Cristobal de Olid: sterk, dapper, brutaal en niet erg slim, Olid was de aanvoerder van Cortes wanneer hij meer botte dan diplomatie nodig had. Onder toezicht kon Olid grote groepen soldaten leiden, maar had hij weinig oplossingsvaardigheden. Na de verovering stuurde Cortes Olid naar het zuiden om Honduras te veroveren, maar Olid ging schurken en Cortes moest een andere expeditie achter hem aan sturen.
Pedro de Alvarado: Pedro de Alvarado is vandaag de bekendste van de kapiteins van Cortes. De heethoofd Alvarado was een bekwame kapitein, maar impulsief, zoals hij liet zien toen hij het tempelbad in Cortes 'afwezigheid bestelde. Na de val van Tenochtitlan veroverde Alvarado de Maya-landen in het zuiden en nam zelfs deel aan de verovering van Peru.
Alonso de Avila: Cortes vond Alonso de Avila niet erg persoonlijk, omdat Avila een vervelende gewoonte had om botweg zijn mening te uiten, maar hij respecteerde Avila en dat was wat telde. Avila was goed in een gevecht, maar hij was ook eerlijk en had een hoofd voor figuren, dus Cortes maakte hem de penningmeester van de expeditie en stelde hem in staat de vijfde van de koning opzij te zetten.
Veel van de oorspronkelijke 600 mannen van Cortes stierven, raakten gewond, keerden terug naar Spanje of het Caribisch gebied of bleven anders niet bij hem tot het einde. Gelukkig voor hem ontving hij versterkingen, die altijd leken aan te komen wanneer hij ze het meest nodig had. In mei 1520 versloeg hij een grotere groep conquistadores onder Panfilo de Narvaez, die was gestuurd om Cortes te beteugelen.
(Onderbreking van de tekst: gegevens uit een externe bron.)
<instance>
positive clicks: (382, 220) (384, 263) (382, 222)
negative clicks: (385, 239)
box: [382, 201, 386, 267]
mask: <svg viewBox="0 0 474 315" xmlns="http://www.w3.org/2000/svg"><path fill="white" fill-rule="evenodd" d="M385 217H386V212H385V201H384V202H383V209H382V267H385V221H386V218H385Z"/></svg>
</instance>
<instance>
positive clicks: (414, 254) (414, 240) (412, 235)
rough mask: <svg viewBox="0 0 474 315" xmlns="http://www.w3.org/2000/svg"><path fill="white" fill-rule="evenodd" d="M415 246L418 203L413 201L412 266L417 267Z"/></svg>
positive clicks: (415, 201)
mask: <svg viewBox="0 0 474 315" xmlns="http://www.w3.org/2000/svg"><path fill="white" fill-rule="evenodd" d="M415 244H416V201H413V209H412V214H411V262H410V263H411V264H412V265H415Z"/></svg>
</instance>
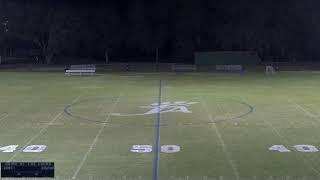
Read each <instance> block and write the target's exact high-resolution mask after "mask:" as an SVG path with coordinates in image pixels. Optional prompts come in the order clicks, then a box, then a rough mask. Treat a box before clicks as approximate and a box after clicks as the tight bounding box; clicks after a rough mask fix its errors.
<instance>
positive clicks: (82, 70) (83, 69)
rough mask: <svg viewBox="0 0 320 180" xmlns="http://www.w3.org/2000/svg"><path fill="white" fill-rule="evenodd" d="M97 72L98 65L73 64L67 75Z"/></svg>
mask: <svg viewBox="0 0 320 180" xmlns="http://www.w3.org/2000/svg"><path fill="white" fill-rule="evenodd" d="M95 74H96V65H71V66H70V67H69V68H68V69H66V72H65V75H67V76H72V75H79V76H93V75H95Z"/></svg>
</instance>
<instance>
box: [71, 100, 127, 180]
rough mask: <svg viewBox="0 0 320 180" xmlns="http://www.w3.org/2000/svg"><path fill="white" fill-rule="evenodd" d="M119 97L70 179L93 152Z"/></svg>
mask: <svg viewBox="0 0 320 180" xmlns="http://www.w3.org/2000/svg"><path fill="white" fill-rule="evenodd" d="M121 96H122V95H121V94H120V95H119V96H118V98H117V99H116V101H115V102H114V103H113V105H112V107H111V111H110V112H109V113H108V116H107V118H106V119H105V121H104V123H103V124H102V126H101V127H100V129H99V131H98V133H97V134H96V137H95V138H94V139H93V141H92V143H91V145H90V147H89V149H88V151H87V152H86V153H85V154H84V156H83V158H82V160H81V162H80V164H79V165H78V167H77V169H76V171H75V172H74V174H73V176H72V179H76V177H77V175H78V173H79V172H80V170H81V168H82V166H83V164H84V163H85V162H86V160H87V158H88V155H89V154H90V153H91V151H92V150H93V147H94V146H95V145H96V144H97V142H98V139H99V137H100V135H101V133H102V132H103V130H104V128H105V127H106V125H107V122H108V121H109V119H110V117H111V114H112V112H113V111H114V109H115V108H116V106H117V104H118V102H119V100H120V97H121Z"/></svg>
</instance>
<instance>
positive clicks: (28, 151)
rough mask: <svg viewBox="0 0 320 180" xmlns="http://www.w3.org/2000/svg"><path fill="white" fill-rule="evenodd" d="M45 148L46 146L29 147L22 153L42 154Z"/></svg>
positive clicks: (42, 145) (36, 146)
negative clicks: (40, 153)
mask: <svg viewBox="0 0 320 180" xmlns="http://www.w3.org/2000/svg"><path fill="white" fill-rule="evenodd" d="M46 148H47V146H46V145H31V146H28V147H26V148H24V150H23V152H42V151H44V150H45V149H46Z"/></svg>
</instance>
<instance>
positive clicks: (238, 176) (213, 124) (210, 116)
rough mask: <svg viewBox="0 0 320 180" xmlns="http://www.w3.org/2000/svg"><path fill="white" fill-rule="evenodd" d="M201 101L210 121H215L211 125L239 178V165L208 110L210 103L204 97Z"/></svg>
mask: <svg viewBox="0 0 320 180" xmlns="http://www.w3.org/2000/svg"><path fill="white" fill-rule="evenodd" d="M201 102H202V103H201V104H202V106H203V107H204V109H205V111H206V112H207V114H208V119H209V121H211V122H213V123H212V124H211V125H212V127H213V129H214V131H215V133H216V135H217V136H218V139H219V141H220V144H221V146H222V151H223V152H224V154H225V157H226V159H227V160H228V163H229V165H230V166H231V168H232V170H233V173H234V175H235V176H236V178H237V180H238V179H240V176H239V171H238V169H237V166H236V165H235V163H234V161H233V160H232V159H231V156H230V153H229V151H228V148H227V145H226V143H225V142H224V140H223V138H222V135H221V133H220V131H219V128H218V127H217V125H216V123H215V122H214V118H213V117H212V114H210V112H209V110H208V105H207V103H206V101H204V99H203V98H202V97H201Z"/></svg>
Na het gevecht voegde Cortes honderden Narvaez-mannen toe aan de zijne. Later zouden versterkingen willekeurig lijken aan te komen: bijvoorbeeld, tijdens het beleg van Tenochtitlan, zeilden enkele overlevenden van de rampzalige expeditie van Juan Ponce de Leon naar Florida naar Veracruz en werden snel het binnenland in gestuurd om Cortes te versterken. Toen het woord van de verovering (en geruchten over Aztekengoud) zich begon te verspreiden in het Caribisch gebied, snelden mannen bovendien naar Cortes toe terwijl er nog buit, land en glorie te vinden was.